McGraw-Hill is finally unloading their shrinking education publishing division–which is what their shareholders preferred all along–selling it to private equity firm Apollo Global Management for $2.5 billion. The deal is expected to close quickly, either before the end of the year or in early 2013. (Apollo co-founder Leon Black’s family recently purchased Phaidon.) Apollo has been considered the leading prospect since July. McGraw Hill’s stock rose this morning on relief that fixing the education division will become someone else’s problem. Even though the company will take a non-cash impairment charge in the fourth quarter of $450 to $550 million related to the school education group (which some prospective bidders believed was worth little or nothing). MHP also appears to be providing some of the financing for the transaction, telling investors they will hold “$250 million in senior unsecured notes issued by the purchaser at an annual interest rate of 8.5 percent.” The company says it expects to have “estimated proceeds of approximately $1.9 billion, net of tax and certain closing adjustments,” from the sale.
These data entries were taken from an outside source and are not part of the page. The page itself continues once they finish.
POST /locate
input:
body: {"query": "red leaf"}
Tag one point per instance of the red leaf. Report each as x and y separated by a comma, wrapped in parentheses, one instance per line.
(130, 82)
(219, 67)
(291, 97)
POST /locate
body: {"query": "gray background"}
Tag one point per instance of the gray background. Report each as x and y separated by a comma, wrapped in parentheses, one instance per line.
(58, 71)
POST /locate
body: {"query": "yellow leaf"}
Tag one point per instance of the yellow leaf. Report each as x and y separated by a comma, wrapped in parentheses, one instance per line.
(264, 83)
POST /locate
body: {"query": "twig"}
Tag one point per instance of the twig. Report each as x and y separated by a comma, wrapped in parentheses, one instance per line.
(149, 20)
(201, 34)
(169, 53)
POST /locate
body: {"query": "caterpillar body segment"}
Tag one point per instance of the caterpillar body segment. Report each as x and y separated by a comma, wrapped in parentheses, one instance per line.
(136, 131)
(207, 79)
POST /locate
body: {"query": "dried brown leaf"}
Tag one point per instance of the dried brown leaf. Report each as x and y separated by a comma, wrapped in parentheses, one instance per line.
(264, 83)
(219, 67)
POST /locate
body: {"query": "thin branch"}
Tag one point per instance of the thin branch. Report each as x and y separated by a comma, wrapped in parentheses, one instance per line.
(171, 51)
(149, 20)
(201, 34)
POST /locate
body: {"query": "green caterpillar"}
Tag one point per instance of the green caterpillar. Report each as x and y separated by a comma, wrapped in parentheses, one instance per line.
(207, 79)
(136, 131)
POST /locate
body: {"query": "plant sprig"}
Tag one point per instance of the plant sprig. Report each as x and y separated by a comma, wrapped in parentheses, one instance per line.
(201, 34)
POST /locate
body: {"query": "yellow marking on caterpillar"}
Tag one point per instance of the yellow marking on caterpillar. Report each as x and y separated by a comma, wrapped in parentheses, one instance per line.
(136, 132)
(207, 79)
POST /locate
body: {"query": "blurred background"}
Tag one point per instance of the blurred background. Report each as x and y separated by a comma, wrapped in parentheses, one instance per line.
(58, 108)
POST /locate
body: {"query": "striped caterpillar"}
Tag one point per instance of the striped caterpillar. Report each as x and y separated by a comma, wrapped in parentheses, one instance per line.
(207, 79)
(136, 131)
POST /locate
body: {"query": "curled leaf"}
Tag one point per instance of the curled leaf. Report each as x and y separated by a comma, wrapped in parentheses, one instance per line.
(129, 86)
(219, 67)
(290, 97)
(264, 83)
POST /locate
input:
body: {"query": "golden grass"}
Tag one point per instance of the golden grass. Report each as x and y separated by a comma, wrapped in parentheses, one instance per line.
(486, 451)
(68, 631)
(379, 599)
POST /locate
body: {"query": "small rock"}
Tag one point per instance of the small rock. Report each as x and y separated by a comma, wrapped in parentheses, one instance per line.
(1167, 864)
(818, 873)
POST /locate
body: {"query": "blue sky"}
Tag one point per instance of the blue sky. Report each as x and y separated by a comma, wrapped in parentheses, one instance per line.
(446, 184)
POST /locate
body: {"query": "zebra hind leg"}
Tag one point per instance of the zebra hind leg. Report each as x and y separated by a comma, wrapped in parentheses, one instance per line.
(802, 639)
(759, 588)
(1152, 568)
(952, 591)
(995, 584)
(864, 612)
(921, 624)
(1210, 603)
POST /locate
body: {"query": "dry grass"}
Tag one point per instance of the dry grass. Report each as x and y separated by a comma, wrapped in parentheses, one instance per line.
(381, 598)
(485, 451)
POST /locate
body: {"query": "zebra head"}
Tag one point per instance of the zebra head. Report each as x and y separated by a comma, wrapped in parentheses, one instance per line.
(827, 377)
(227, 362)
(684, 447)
Unit president and ceo Lloyd “Buzz” Waterhouse says in the announcement, “We are excited about this announcement and what it means for McGraw-Hill Education. Apollo is a leading global alternative investment manager and its affiliated funds have made significant investments in learning companies for more than a decade. McGraw-Hill Education’s expertise and premier brands coupled with Apollo’s resources represent a powerful combination.”
Throughout the bidding process, leakers had tried to persuade the press that the unit could sell for between $3 billion and $4 billion, even though it was clear that the bidders had a much lower figure in mind. The division had sales of $2.3 billion in the most recent fiscal year, but sales fell 11 percent in the third quarter, reported earlier in November.